Grand Jury Indicts One Officer In Breonna Taylor Death

MINNEAPOLIS, MN - JUNE 26: People march in the streets during a demonstration on June 26, 2020 in Minneapolis, Minnesota. The march honored Breonna Taylor, who was shot and killed by members of the Louisville Metro P... MINNEAPOLIS, MN - JUNE 26: People march in the streets during a demonstration on June 26, 2020 in Minneapolis, Minnesota. The march honored Breonna Taylor, who was shot and killed by members of the Louisville Metro Police Department on March 13, 2020. (Photo by Brandon Bell/Getty Images) MORE LESS

A grand jury in the case of Breonna Taylor’s fatal shooting by Louisville police on Wednesday indicted one officer on three counts of wanton endangerment.

Although former Louisville Metro Police Department Detective Brett Hankison was charged with three counts of first-degree wanton endangerment by the grand jury, the two other officers involved in the fatal shooting of Taylor — Sgt. Jonathan Mattingly and Detective Myles Cosgrove — were not indicted.

In explaining the charges, Judge Annie O’Connell said that Hankison “wantonly shot a gun” into adjoining Apartment 3. The occupants of that apartment, which were identified by initials, did not include “BT” for Taylor.

The bond for Hankinson was set at $15,000.

The indictment comes six months after Taylor’s death, which has become a rallying cry for protesters demanding justice in the case.

Ben Crump, a lawyer representing Taylor’s family, called Hankison’s indictment as “outrageous and offensive.”

In a press conference shortly after the grand jury’s indictment announcement, Kentucky Attorney General Daniel Cameron began by expressing his condolences to Taylor’s family.

“Every day this family wakes up to the realization that someone they loved is no longer with them,” Cameron said. “There’s nothing I can offer today to take away the grief and heartache this family is experiencing as a result of losing a child.”

Cameron said the other two officers who weren’t indicted by the grand jury were “justified in their use of force.”

Cameron said Cosgrove’s and Mattingly’s actions on the night of Taylor death were justified because Kenneth Walker, Taylor’s boyfriend, fired first.

“Our investigation found that Mattingly and Cosgrove were justified in their use of force after having been fired upon by Kenneth Walker,” Cameron said.
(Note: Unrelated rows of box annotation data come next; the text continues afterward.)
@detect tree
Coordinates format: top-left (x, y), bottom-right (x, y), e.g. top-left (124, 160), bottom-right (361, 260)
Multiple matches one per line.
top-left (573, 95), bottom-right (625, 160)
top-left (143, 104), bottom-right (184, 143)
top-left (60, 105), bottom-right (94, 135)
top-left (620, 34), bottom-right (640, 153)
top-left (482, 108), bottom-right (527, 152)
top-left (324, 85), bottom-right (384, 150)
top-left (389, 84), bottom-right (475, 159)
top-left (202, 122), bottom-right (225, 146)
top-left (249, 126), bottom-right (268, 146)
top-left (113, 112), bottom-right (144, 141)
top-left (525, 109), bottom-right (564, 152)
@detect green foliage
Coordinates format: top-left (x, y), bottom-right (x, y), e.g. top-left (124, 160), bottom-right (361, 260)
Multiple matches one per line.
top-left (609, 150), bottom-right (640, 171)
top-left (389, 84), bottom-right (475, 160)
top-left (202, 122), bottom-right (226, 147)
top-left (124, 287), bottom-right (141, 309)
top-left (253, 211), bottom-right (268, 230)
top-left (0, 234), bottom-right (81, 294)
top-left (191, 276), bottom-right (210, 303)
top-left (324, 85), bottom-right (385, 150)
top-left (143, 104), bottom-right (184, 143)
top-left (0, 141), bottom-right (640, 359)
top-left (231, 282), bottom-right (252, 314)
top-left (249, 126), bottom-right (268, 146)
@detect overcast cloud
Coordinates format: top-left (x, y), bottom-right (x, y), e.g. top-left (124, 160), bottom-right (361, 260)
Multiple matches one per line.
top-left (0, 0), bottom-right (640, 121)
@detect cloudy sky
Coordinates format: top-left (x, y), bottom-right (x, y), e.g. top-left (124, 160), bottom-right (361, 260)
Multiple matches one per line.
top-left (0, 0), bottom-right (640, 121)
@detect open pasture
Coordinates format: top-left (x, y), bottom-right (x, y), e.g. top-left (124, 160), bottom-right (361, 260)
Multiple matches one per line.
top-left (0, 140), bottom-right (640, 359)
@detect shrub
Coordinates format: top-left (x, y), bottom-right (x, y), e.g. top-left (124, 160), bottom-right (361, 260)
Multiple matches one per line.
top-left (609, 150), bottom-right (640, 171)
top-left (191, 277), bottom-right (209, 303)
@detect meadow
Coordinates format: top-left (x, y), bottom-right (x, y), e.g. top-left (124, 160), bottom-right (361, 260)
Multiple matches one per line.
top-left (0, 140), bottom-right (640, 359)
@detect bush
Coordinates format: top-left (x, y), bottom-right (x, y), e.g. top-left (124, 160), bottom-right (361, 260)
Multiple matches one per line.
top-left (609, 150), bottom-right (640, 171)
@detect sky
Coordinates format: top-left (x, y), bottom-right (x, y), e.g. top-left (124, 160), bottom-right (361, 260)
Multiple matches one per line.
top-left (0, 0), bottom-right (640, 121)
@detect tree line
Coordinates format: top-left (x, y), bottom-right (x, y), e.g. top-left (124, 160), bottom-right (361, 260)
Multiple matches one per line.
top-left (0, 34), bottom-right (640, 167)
After announcing that the grand jury voted to return an indictment for three felony counts of wanton endangerment against Hankison, Cameron said that if convicted, he “can serve up to five years for each count.”

“My office is prepared to prove these charges at trial,” Cameron said. “However, it’s important to note he is presumed innocent until proven guilty.”

Cameron went on to vow that his office will “vigorously prosecute” the criminal charges against Hankison and that he was creating “a task force to review the process for securing securing and executing search warrants in Kentucky.” Cameron said that the task force will include members of the public, law enforcement, elected officials, defense attorneys and representatives from the judiciary.

Last week, Louisville reached a settlement with Taylor’s mother, Tamika Palmer, in a lawsuit against the three officers in the case by agreeing to pay her $12 million and enact police reforms.

The grand jury’s decision comes after Cameron’s office, which has been investigating Taylor’s fatal shooting since May, presented its findings to the jury earlier this week.

Ahead of the charging decision, Louisville Mayor Greg Fischer implemented a 72-hour curfew, effective Wednesday night, from 9 p.m. to 6:30 a.m in anticipation of heightened unrest. LMPD interim Chief Robert Schroeder said that Kentucky National Guard members would be in the city following Cameron’s press conference, but did not specify how many guardsmembers would be deployed.